The provided text details the 510(k) summary for the Guardia Access Embryo Transfer Catheter Sets and Sydney IVF® Transfer Catheter. This is a medical device, and the document focuses on demonstrating its substantial equivalence to a predicate device, rather than the performance of a software algorithm or AI model, which is typically what the request refers to when asking about "acceptance criteria and the study that proves the device meets the acceptance criteria" in the context of AI/ML performance.

Therefore, the information required to populate the fields related to AI/ML model performance, such as sample size for test/training sets, expert ground truth establishment, MRMC studies, or standalone algorithm performance, is not available in the provided document. The document describes the testing of a physical medical device, not a software or AI product.

However, I can extract the acceptance criteria and study descriptions for the physical device as presented in the document.

Here's a summary of the acceptance criteria and the studies conducted for the physical medical device:

Acceptance Criteria and Reported Device Performance (Physical Device)

Acceptance CriteriaReported Device Performance
Sterilization Validation (per ISO 11135-1:2007)Performed (details of specific acceptance metric not provided, but implied to be successful validation)
Biocompatibility (per ISO 10993-5, 10, 10, 10)Cytotoxicity, Guinea Pig Maximization Sensitization, Intracutaneous Irritation testing performed (implied to meet acceptance).
Endotoxin Testing (per USP and AAMI/ANSI ST72:2011/(R)2016)predetermined criterion)
Echotip Band Test (outer diameter does not impede smooth passage)Testing ensures that the outer diameter of the band does not impede smooth passage through the guide catheter (implied to meet acceptance).
Echotip Band Echogenicity Test (provides increased brightness via ultrasound)Visual comparison testing by ultrasound imaging of catheters with and without an EchoTip band verified that the band provides increased brightness.

Information NOT Applicable/Available (as this is not an AI/ML device)

  1. Sample size used for the test set and the data provenance: Not applicable to a physical device. Testing involved physical samples of the device.
  2. Number of experts used to establish the ground truth for the test set and the qualifications of those experts: Not applicable.
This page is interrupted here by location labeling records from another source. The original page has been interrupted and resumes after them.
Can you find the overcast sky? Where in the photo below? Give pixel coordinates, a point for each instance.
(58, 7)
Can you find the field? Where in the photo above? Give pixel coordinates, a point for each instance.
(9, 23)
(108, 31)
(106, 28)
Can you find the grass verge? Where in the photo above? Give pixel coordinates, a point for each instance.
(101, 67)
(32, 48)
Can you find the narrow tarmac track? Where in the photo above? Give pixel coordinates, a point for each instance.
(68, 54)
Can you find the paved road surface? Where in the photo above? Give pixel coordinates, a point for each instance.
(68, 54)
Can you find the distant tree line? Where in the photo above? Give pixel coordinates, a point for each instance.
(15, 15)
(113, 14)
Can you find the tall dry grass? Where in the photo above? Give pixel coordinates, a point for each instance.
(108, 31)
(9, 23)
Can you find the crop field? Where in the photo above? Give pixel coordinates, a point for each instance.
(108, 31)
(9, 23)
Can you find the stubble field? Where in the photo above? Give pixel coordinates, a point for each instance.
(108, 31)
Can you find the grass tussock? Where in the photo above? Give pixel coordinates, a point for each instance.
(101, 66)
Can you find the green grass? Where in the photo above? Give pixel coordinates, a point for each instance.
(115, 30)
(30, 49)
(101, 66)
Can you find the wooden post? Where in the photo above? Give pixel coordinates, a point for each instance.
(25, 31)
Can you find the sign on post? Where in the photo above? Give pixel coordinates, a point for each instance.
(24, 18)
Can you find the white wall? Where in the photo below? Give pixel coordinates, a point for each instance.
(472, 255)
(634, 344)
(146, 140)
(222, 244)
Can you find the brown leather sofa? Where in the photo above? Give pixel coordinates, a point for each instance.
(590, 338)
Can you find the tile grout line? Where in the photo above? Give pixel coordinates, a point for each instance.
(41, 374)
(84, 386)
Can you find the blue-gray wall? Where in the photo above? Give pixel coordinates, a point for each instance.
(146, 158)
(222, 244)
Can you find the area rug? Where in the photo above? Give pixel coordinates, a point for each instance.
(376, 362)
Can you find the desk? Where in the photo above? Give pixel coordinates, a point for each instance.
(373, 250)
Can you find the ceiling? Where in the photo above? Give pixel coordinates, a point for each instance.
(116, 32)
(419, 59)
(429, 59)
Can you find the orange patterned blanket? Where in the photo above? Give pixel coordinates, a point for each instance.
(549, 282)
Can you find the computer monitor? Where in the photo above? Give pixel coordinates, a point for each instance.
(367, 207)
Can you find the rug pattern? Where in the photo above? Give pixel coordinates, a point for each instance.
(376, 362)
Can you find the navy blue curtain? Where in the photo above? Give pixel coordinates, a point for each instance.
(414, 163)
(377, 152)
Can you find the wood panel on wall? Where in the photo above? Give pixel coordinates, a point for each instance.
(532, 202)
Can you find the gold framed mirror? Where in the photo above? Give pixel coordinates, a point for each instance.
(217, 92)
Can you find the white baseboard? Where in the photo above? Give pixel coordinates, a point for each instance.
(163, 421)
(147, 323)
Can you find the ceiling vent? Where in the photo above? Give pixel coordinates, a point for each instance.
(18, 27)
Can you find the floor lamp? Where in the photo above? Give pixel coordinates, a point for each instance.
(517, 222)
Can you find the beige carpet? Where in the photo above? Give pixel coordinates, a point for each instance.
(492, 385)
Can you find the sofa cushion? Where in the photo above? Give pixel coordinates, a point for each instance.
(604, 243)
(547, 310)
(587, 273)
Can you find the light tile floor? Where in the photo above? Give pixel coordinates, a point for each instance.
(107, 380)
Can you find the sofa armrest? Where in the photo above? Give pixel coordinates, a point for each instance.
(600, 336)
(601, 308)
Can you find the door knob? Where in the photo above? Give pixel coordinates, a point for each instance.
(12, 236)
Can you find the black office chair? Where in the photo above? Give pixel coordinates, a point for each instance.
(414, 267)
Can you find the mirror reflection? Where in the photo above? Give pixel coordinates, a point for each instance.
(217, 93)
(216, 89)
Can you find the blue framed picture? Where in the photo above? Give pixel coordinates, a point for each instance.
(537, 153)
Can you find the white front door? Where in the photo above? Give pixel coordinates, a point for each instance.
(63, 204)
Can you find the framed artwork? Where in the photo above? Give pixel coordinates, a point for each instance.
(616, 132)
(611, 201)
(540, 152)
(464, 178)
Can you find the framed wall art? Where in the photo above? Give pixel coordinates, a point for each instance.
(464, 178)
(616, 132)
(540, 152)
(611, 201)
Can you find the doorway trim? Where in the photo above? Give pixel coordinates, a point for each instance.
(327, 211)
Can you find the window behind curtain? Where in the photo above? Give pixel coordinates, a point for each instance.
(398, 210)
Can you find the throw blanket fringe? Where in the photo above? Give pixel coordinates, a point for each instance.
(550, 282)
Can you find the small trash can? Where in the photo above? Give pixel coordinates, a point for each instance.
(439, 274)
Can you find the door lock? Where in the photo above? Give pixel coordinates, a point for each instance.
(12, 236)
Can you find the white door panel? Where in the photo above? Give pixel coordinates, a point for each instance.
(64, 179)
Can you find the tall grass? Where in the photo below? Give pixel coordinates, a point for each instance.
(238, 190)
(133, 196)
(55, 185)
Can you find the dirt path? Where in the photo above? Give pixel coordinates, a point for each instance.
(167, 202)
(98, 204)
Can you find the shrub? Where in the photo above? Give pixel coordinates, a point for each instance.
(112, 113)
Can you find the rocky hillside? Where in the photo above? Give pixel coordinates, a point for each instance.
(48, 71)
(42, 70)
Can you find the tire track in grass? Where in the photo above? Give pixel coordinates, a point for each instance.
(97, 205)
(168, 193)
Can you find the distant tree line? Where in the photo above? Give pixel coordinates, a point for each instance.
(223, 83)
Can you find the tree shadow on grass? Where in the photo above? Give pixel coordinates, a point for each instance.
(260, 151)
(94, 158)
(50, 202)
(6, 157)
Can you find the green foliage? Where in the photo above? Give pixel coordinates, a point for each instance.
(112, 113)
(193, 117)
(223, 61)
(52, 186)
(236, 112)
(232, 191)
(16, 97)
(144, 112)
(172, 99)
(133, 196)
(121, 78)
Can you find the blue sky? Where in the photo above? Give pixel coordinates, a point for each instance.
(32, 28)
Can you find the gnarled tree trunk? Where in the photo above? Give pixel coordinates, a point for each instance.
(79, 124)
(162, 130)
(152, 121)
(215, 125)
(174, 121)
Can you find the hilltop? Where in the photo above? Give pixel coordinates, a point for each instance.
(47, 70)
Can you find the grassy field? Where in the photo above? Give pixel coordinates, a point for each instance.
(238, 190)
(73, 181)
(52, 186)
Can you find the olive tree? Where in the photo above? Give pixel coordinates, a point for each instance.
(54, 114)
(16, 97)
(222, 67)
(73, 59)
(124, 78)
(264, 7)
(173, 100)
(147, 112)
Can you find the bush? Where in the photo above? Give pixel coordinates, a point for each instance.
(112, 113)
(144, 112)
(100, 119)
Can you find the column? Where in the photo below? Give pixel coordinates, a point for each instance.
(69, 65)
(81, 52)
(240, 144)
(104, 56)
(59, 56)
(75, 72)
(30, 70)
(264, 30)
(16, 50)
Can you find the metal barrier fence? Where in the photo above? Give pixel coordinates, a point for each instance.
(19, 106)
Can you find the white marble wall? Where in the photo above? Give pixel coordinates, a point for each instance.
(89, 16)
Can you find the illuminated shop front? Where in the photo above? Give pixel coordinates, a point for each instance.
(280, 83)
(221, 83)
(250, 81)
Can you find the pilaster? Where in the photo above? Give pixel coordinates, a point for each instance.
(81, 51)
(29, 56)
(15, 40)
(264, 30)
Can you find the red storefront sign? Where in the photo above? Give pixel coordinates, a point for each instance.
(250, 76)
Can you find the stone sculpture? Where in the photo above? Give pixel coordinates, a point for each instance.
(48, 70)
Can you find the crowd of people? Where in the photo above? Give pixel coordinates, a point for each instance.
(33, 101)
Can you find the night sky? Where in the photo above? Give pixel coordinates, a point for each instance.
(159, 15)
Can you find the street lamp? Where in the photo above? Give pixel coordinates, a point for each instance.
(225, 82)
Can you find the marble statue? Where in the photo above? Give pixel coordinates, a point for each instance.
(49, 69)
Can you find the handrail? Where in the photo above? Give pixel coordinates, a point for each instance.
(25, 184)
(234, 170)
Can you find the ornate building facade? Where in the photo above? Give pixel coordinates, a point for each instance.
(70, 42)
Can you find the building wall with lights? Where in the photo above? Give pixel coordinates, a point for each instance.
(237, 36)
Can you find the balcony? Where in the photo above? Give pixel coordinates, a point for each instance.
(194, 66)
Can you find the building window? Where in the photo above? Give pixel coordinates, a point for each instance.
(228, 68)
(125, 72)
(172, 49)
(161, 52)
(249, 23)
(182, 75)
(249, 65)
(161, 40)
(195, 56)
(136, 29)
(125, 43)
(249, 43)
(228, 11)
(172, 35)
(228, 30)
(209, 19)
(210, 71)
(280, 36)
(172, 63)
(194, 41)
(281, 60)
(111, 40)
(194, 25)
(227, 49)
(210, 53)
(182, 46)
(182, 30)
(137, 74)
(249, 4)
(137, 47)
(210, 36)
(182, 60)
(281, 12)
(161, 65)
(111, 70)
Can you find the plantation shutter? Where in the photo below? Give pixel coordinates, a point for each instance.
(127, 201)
Ground truth for a physical device refers to established engineering and biological standards and tests.
  3. Adjudication method for the test set: Not applicable.
  4. If a multi-reader multi-case (MRMC) comparative effectiveness study was done, If so, what was the effect size of how much human readers improve with AI vs without AI assistance: Not applicable. This is for an AI/ML product.
  5. If a standalone (i.e., algorithm only without human-in-the-loop performance) was done: Not applicable.
  6. The type of ground truth used: For MEA, it's a biological assay (embryo development). For other tests, it's engineering specifications, material properties, and regulatory standards.
  7. The sample size for the training set: Not applicable to a physical device's performance testing.
  8. How the ground truth for the training set was established: Not applicable.

§ 884.6110 Assisted reproduction catheters.

(a)
Identification. Assisted reproduction catheters are devices used in in vitro fertilization (IVF), gamete intrafallopian transfer (GIFT), or other assisted reproduction procedures to introduce or remove gametes, zygote(s), preembryo(s), and/or embryo(s) into or from the body. This generic type of device may include catheters, cannulae, introducers, dilators, sheaths, stylets, and component parts.(b)
Classification. Class II (special controls) (mouse embryo assay information, endotoxin testing, sterilization validation, design specifications, labeling requirements, biocompatibility testing, and clinical testing).